このインバーターで電気は直流から交流へと変換され、これがモーターを稼働させる事により動力が生み出されます。
この動力が、トランスミッション及びギヤを介して車輪に繋がる車軸に伝わり、電気自動車は走行可能となります。
バッテリーマネジメントユニット
駆動用バッテリーの接続先の一つとして「バッテリーマネジメントユニット」があり、これには安全かつ効率的に電気状態を制御・管理する働きがあります。
各メーカーの電気自動車(EV)の特徴
ガソリン車に燃料補給を行うガソリンスタンドがあるように、電気自動車にも燃料に相当する電気を貯めるための充電スポットが各所に存在します。
電気自動車には、スマホと同じリチウムイオン電池が使用されていますが、自動車の動力に利用するので当然ながらスマホとは比較にならない位多くの電気を消費します。
どれだけ多くの容量の電池を積み込めるかという「容積密度」、またいかに速く充電可能かという「充電速度」が電気自動車の性能を左右すると言えるので、バッテリーの性能という観点から各メーカーの特徴を見ていきます。
トヨタの電気自動車
国内メーカーの代表とも言えるトヨタですが、電気のみで走行する純電気自動車(BEV)については、未だ製品ラインナップにあがっていません。

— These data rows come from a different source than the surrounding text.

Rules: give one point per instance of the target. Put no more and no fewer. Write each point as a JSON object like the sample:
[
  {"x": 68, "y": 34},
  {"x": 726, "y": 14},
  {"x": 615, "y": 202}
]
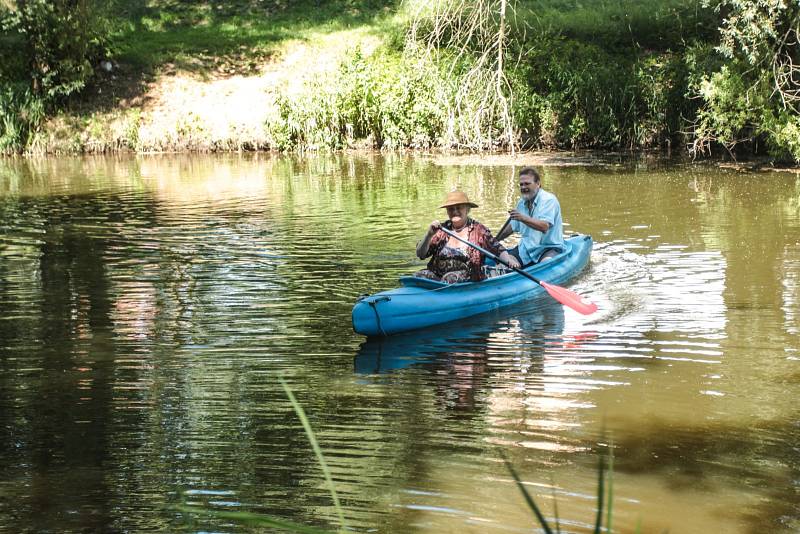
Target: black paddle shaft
[
  {"x": 504, "y": 226},
  {"x": 490, "y": 255}
]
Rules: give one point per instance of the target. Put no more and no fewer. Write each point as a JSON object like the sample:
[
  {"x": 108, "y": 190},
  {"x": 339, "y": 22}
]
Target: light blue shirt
[{"x": 533, "y": 243}]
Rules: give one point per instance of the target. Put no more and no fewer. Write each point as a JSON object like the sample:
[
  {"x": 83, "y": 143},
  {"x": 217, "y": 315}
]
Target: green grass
[{"x": 192, "y": 35}]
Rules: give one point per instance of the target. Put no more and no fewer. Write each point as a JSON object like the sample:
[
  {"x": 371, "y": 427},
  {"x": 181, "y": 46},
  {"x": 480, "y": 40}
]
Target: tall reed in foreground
[
  {"x": 604, "y": 495},
  {"x": 263, "y": 520}
]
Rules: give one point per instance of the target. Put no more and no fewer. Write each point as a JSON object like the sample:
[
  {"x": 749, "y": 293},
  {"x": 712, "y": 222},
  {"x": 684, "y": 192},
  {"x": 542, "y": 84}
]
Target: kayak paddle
[
  {"x": 503, "y": 227},
  {"x": 561, "y": 294}
]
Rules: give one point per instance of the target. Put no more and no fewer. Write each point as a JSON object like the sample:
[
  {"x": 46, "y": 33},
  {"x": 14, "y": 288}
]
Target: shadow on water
[{"x": 725, "y": 455}]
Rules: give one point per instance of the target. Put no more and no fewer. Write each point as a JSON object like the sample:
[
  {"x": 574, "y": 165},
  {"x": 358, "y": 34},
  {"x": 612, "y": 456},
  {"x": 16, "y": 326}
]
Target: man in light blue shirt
[{"x": 537, "y": 218}]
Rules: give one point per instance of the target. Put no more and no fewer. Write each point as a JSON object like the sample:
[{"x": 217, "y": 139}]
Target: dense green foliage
[
  {"x": 610, "y": 74},
  {"x": 49, "y": 50},
  {"x": 753, "y": 96}
]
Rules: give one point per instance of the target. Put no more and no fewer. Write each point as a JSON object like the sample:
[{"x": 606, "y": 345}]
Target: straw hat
[{"x": 457, "y": 197}]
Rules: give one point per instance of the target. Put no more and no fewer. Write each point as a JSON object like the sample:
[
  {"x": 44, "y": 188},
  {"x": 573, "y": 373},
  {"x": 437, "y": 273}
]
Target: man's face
[{"x": 528, "y": 187}]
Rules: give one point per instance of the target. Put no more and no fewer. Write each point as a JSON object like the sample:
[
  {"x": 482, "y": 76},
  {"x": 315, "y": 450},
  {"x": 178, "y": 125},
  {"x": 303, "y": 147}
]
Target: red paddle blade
[{"x": 570, "y": 298}]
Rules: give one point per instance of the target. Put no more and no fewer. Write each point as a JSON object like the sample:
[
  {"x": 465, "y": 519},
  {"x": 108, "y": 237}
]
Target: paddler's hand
[
  {"x": 514, "y": 215},
  {"x": 511, "y": 260}
]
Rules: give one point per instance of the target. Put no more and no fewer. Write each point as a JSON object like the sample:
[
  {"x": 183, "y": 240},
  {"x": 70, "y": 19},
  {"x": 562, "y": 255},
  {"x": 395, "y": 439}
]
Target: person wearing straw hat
[{"x": 452, "y": 261}]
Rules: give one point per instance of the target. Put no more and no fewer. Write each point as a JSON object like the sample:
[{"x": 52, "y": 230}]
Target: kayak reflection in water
[
  {"x": 454, "y": 359},
  {"x": 451, "y": 260}
]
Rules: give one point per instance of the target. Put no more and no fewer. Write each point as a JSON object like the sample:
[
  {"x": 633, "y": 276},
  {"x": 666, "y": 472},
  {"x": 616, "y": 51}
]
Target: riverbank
[
  {"x": 179, "y": 110},
  {"x": 175, "y": 76}
]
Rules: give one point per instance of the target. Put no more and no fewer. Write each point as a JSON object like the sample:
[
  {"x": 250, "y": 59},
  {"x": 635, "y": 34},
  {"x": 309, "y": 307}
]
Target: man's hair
[{"x": 530, "y": 171}]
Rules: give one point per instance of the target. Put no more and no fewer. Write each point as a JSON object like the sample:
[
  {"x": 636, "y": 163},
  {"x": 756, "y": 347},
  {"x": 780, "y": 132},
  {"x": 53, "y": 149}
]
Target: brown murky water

ガソリンを燃料とするエンジン機構と駆動用バッテリー&モーター機構を併用したプラグインハイブリッドカー(PHEV/PHV)である【プリウスPHV】を取り扱っています。
日産の電気自動車
国産の電気自動車の牽引役として挙げられるのがは日産と言えるでしょう。
主力である【リーフ】は2010年の発売当初、バッテリー容量が24Kwhであったものがマイナーチェンジ・フルモデルチェンジを経て、2017年10月には容量40Kwhのバッテリーを搭載した【2代目リーフ】が発表されています。
発売から全世界で20万台以上が販売されており、世界で最も普及しているタイプの電気自動車です。
バッテリー容量40Kwhタイプの航続距離はJC08モードで400㎞となり、中距離運転をする人に適していると言えます。
三菱の電気自動車
三菱もまた、日産と同様に電気自動車に力を注いでいる国産メーカーと言えます。
三菱のBEVである【i-MiEV】のバッテリーは10.5Kwhと16Kwhの2種類があります。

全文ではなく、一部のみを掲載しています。